Non è sufficiente che un sito sia tecnicamente sicuro. È necessario che appaia sicuro agli occhi di chi lo visita. Lo dice il Liferay 2026 Broken Trust Report — condotto in collaborazione con la piattaforma di ricerca Pollfish nel dicembre 2025 su un campione di 1.000 adulti statunitensi — che mette in evidenza come la cosiddetta “sicurezza percepita” sia diventata un elemento centrale nella relazione tra utente e servizio digitale. Tre utenti su quattro scelgono il concorrente Il dato più impattante dello studio è netto: il 75% degli utenti è disposto ad abbandonare un sito e rivolgersi a un concorrente nel momento in cui la piattaforma presenta comportamenti anomali o semplicemente “sembra poco sicura”. Non serve una violazione di dati accertata, non serve un malware individuato. Basta la percezione di qualcosa che non va. Questo fenomeno riflette un cambiamento profondo nel comportamento degli utenti: la soglia di tolleranza verso le anomalie visive e funzionali si è abbassata drasticamente, mentre la consapevolezza dei rischi online è cresciuta, anche tra i meno esperti di tecnologia.

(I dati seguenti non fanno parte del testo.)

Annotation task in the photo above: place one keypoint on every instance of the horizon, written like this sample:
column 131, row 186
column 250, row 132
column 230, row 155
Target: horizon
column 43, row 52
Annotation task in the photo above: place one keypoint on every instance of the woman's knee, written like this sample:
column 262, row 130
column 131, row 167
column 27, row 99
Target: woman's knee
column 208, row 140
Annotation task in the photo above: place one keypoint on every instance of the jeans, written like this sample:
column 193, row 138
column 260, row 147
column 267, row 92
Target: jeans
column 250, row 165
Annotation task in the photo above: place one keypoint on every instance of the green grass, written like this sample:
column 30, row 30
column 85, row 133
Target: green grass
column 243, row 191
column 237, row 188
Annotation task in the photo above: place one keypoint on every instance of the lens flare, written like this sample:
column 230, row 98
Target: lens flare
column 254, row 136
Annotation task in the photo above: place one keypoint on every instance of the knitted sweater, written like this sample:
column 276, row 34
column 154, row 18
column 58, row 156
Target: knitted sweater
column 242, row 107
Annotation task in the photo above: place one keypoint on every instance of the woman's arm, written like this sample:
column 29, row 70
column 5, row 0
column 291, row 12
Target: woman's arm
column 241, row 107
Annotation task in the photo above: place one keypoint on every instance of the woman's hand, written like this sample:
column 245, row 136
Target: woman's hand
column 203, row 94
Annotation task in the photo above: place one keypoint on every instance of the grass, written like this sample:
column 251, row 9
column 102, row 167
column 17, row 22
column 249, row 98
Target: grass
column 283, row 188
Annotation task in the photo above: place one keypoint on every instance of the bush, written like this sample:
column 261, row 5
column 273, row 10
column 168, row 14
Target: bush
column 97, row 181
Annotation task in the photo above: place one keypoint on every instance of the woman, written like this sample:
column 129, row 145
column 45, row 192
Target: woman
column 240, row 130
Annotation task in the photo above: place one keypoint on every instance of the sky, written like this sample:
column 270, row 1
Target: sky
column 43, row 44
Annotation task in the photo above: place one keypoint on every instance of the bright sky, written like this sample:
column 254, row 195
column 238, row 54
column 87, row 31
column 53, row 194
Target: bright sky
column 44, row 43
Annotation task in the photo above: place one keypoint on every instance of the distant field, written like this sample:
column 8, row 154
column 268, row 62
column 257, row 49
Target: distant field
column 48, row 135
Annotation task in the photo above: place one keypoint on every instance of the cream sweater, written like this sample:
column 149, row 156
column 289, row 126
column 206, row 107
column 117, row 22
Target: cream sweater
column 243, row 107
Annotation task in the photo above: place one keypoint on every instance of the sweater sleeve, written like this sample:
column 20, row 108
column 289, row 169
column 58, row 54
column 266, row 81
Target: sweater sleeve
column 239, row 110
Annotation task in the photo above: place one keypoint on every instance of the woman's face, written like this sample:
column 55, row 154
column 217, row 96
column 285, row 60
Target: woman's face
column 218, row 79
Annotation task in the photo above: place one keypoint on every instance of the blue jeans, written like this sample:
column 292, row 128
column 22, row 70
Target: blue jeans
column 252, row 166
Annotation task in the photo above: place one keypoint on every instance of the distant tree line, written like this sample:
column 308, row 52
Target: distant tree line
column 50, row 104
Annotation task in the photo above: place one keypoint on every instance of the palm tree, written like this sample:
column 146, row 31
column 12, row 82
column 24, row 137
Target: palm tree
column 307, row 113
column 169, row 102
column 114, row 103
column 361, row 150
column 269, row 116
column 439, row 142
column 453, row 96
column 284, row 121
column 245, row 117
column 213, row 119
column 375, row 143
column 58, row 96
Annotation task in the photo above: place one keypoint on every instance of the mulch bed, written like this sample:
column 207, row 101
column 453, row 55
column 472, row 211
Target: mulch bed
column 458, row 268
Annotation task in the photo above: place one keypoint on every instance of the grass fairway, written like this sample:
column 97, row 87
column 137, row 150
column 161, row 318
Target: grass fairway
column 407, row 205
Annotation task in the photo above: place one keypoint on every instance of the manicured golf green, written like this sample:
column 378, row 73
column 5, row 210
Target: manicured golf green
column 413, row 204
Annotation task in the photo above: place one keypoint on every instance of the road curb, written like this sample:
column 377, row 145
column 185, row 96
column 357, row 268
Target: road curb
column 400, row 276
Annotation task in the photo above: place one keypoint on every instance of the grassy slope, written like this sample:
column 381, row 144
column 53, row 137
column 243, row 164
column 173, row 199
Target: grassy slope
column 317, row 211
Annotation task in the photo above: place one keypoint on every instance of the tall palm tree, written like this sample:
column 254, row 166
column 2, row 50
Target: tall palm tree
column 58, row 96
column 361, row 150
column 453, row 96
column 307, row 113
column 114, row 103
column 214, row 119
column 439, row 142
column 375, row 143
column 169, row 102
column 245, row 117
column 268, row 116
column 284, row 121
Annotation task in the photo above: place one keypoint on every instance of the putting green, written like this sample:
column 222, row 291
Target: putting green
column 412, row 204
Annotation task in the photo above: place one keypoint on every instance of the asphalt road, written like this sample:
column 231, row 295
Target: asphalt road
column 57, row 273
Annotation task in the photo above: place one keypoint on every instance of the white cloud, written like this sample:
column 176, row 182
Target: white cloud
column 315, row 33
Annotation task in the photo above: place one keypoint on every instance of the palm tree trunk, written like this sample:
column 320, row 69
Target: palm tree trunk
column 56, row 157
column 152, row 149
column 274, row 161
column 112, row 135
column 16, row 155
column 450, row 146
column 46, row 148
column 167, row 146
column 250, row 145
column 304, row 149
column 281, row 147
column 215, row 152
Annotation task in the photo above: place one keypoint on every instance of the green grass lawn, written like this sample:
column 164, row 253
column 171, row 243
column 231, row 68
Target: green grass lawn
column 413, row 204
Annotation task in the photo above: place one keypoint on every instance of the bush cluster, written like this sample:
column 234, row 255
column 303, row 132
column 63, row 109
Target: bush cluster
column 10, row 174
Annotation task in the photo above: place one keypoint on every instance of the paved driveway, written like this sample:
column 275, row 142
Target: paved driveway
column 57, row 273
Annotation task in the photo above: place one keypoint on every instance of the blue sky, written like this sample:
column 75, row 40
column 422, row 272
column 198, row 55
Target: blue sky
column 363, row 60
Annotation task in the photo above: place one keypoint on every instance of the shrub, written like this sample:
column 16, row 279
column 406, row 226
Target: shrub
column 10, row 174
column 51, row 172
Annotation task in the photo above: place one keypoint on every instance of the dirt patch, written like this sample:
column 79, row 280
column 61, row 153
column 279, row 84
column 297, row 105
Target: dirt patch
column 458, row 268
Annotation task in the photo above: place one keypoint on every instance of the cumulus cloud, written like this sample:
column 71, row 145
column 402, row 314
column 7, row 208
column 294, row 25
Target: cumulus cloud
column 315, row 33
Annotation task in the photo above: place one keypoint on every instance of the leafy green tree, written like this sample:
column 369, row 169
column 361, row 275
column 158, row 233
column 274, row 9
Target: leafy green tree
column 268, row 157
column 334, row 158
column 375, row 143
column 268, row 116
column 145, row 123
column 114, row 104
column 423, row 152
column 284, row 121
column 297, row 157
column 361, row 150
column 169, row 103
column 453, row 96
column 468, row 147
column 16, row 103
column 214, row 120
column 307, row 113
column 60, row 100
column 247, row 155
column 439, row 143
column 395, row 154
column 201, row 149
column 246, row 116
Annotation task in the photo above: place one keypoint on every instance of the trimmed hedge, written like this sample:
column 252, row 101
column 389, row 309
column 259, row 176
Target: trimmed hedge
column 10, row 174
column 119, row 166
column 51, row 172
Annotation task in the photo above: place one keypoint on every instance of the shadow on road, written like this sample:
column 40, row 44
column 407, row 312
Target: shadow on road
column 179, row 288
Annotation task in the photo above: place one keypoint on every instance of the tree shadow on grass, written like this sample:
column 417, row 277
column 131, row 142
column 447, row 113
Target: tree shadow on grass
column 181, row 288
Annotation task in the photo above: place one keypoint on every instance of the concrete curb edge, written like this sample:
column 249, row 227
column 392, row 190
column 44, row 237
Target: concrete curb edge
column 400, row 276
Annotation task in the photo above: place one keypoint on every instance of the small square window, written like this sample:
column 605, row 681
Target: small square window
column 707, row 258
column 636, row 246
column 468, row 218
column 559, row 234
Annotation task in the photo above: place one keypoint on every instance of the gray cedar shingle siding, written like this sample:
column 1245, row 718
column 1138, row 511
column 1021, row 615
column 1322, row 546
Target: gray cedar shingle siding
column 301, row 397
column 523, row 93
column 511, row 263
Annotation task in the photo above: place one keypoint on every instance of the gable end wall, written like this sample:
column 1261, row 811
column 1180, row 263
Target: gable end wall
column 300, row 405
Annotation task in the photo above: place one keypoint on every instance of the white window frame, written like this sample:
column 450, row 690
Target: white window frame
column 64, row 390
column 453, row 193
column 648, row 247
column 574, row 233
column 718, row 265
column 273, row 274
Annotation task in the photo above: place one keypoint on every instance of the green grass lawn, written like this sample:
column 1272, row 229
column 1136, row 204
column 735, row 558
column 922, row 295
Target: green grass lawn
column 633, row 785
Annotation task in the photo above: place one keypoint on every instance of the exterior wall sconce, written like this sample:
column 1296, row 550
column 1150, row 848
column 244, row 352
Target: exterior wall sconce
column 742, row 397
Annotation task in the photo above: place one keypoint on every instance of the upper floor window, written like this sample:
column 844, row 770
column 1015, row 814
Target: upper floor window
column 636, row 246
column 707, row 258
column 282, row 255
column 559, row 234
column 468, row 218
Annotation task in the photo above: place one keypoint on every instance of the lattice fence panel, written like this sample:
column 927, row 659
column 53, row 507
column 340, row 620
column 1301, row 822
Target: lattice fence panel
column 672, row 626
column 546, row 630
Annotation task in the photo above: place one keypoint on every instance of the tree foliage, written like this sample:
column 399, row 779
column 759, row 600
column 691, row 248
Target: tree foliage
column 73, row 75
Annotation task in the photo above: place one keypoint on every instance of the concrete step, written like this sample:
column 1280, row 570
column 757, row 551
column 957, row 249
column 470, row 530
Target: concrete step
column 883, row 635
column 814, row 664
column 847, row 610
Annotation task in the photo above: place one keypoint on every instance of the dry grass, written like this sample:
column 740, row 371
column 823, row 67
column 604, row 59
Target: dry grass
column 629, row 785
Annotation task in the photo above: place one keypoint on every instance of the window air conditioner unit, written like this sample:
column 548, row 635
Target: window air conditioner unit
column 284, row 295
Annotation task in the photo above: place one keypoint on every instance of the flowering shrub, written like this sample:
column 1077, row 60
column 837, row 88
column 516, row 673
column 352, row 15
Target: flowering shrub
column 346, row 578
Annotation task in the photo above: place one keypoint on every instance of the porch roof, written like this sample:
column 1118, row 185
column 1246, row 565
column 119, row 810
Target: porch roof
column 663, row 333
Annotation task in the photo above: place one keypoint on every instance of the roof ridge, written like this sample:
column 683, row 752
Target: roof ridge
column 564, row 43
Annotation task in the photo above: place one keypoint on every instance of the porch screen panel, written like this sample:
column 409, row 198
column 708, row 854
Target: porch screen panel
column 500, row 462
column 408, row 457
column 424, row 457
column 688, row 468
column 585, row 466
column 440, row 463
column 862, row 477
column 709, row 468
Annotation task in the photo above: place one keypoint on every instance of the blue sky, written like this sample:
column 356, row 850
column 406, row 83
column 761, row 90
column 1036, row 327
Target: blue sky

Sicurezza percepita: i giovani sono i più diffidenti
Se il dato complessivo è già significativo, quello relativo alla fascia demografica 18-24 anni è ancora più pronunciato. Il 78% dei giovani adulti dichiara di aver interrotto una transazione — annullando un pagamento già avviato — a causa di timori legati alla sicurezza del sito su cui si trovava. È un paradosso solo apparente: proprio la generazione cresciuta immersa nella tecnologia è quella che ha sviluppato il radar più sensibile verso i segnali di allarme digitali. Design inconsistente, URL sospetti, certificati scaduti, comportamenti inattesi del browser: per i nativi digitali, questi dettagli non passano inosservati. La ricerca Liferay evidenzia un legame strutturale che molte aziende ancora faticano a interiorizzare: la sicurezza informatica non è più una questione esclusivamente tecnica, relegata ai team IT. È una componente dell’esperienza utente — e quindi una leva diretta di business.
Un sito che genera diffidenza, anche senza aver subito alcuna compromissione reale, produce gli stessi effetti di uno sito violato: abbandono, perdita di conversioni, migrazione verso la concorrenza. La percezione, in questo senso, produce conseguenze economiche concrete e misurabili. Il report invita quindi le organizzazioni a considerare gli indicatori visivi di fiducia — dalla coerenza del design alla chiarezza dei messaggi di errore, dai badge di sicurezza alla semplicità dei flussi di pagamento — come parte integrante di qualsiasi strategia di digital experience. Lo studio ha anche raccolto le testimonianze degli intervistati sui segnali che li convincono a proseguire la navigazione nonostante un iniziale momento di esitazione. Tra i più citati: la presenza di certificati SSL visibili, loghi di circuiti di pagamento riconoscibili, recensioni verificate, e un design professionale e coerente con le aspettative del settore. In altri termini, la fiducia si costruisce attraverso dettagli che spesso i team di sviluppo danno per scontati — e che invece rappresentano il vero confine tra una conversione completata e un’opportunità perduta. Il report evidenzia anche alcune azioni chiave per migliorare la sicurezza percepita e ridurre l’abbandono: garantire stabilità e assenza di avvisi di sicurezza, mantenendo certificati validi e prevenendo errori di caricamento; dimostrare autenticità a ogni visita, mantenendo continuità del dominio e un design coerente; ridurre i segnali percepiti come sospetti durante il checkout, evitando pop-up inattesi o reindirizzamenti tra domini; comunicare in modo trasparente quando si verifica un problema, spiegando cosa è successo e cosa è stato risolto; adattare le soluzioni alle diverse generazioni, eliminando gli avvisi di sicurezza per gli utenti più anziani e i pattern percepiti come “truffaldini” per i più giovani.